A monocentric retrospective analysis was made based on a prospectively gathered cohort of all patients requiring neurosurgical care between March 15th and May 12th, 2020. The local impact of SARS-CoV-2 was analyzed regarding the number of patients admitted to ICU.

160 patients could benefit from neurosurgical care with a wide-ranging profile of clinical and surgical activities performed during the study that seemed similar to last year's profile activity. Surgical indications were restricted to nondeferrable surgeries, leading to a drop in operative volume of 50%. Only 1,3% of patients required transfer to other units due to the impossibility of providing gold standard neurosurgical care in our center.

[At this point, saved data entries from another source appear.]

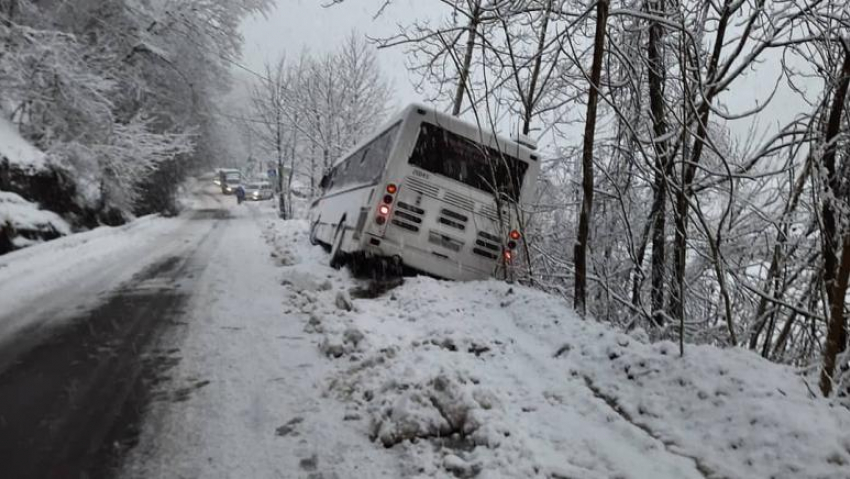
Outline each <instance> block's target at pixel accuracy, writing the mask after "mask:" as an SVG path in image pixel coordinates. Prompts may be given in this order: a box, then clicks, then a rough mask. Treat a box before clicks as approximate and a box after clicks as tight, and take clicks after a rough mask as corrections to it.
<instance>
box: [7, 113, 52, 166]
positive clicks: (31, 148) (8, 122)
mask: <svg viewBox="0 0 850 479" xmlns="http://www.w3.org/2000/svg"><path fill="white" fill-rule="evenodd" d="M3 158H5V159H6V161H8V162H9V164H10V165H11V166H14V167H16V168H20V169H22V170H25V171H29V172H32V173H34V172H37V171H40V170H42V169H44V167H45V165H46V163H45V161H46V160H45V155H44V153H43V152H42V151H40V150H39V149H38V148H36V147H34V146H32V145H31V144H30V143H29V142H28V141H27V140H25V139H24V138H23V137H22V136H21V134H20V132H18V128H17V127H16V126H15V125H13V124H12V123H11V122H10V121H9V120H7V119H6V118H5V116H3V117H0V160H2V159H3Z"/></svg>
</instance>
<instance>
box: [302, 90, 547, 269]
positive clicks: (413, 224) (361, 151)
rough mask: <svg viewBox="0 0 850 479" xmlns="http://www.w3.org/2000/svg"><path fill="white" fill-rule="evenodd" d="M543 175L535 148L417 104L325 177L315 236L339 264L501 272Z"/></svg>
mask: <svg viewBox="0 0 850 479" xmlns="http://www.w3.org/2000/svg"><path fill="white" fill-rule="evenodd" d="M538 171H539V163H538V157H537V155H536V154H535V152H534V150H533V147H532V146H531V145H529V144H521V143H519V142H517V141H513V140H508V139H506V138H503V137H501V136H498V135H494V134H492V133H491V132H489V131H487V129H486V128H479V127H478V126H476V125H474V124H471V123H467V122H465V121H462V120H460V119H458V118H455V117H452V116H449V115H445V114H443V113H440V112H437V111H436V110H434V109H431V108H428V107H425V106H421V105H411V106H409V107H407V108H405V109H404V110H403V111H402V112H401V113H399V114H398V115H397V116H395V117H394V118H392V119H391V120H390V121H389V122H388V123H387V124H386V125H385V126H383V127H382V128H380V129H379V130H378V131H377V132H375V133H374V134H372V135H371V136H369V137H368V138H366V139H364V140H363V141H362V142H361V143H360V144H358V145H357V146H356V147H355V148H353V149H352V150H351V152H350V153H348V154H346V155H344V156H343V158H341V159H340V160H338V161H337V162H336V163H335V164H334V166H333V168H332V169H331V170H330V171H329V172H328V174H326V175H325V176H324V178H323V179H322V182H321V187H322V196H321V197H319V198H318V199H317V200H315V201H314V202H313V204H312V206H311V209H310V225H311V226H310V228H311V229H310V238H311V240H312V241H313V242H314V243H323V244H325V245H327V246H328V247H329V248H330V251H331V263H332V264H333V265H335V266H338V265H340V264H342V263H343V262H345V260H346V259H351V258H355V259H358V260H363V259H366V260H368V259H371V258H375V257H382V258H392V259H393V260H394V261H395V262H396V263H398V264H402V265H404V266H407V267H410V268H413V269H416V270H420V271H423V272H426V273H428V274H432V275H435V276H438V277H443V278H449V279H478V278H485V277H488V276H492V275H494V274H498V273H499V271H502V272H504V271H507V270H508V269H509V268H510V267H511V265H512V263H513V261H514V259H515V256H516V254H517V252H518V251H519V247H520V245H521V242H522V234H521V231H522V229H521V225H522V223H523V218H522V214H521V212H522V211H523V208H522V205H523V204H525V203H527V202H529V201H530V200H531V198H532V197H533V195H534V189H535V183H536V181H537V175H538Z"/></svg>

Despite the challenges represented by the SARS-CoV-2 pandemic, it was proven possible to assure routine neurosurgical continuity and provide high standards of neurosurgical care without compromising patients' access to the required treatments 1).


1)
Dannhoff G, Cebula H, Chibbaro S, Ganau M, Todeschi J, Mallereau CH, Pottecher J, Proust F, Ollivier I. Investigating the real impact of covid-19 pandemic on the daily neurosurgical practice? Neurochirurgie. 2021 Jan 22:S0028-3770(21)00019-9. doi: 10.1016/j.neuchi.2021.01.009. Epub ahead of print. PMID: 33493541; PMCID: PMC7826024.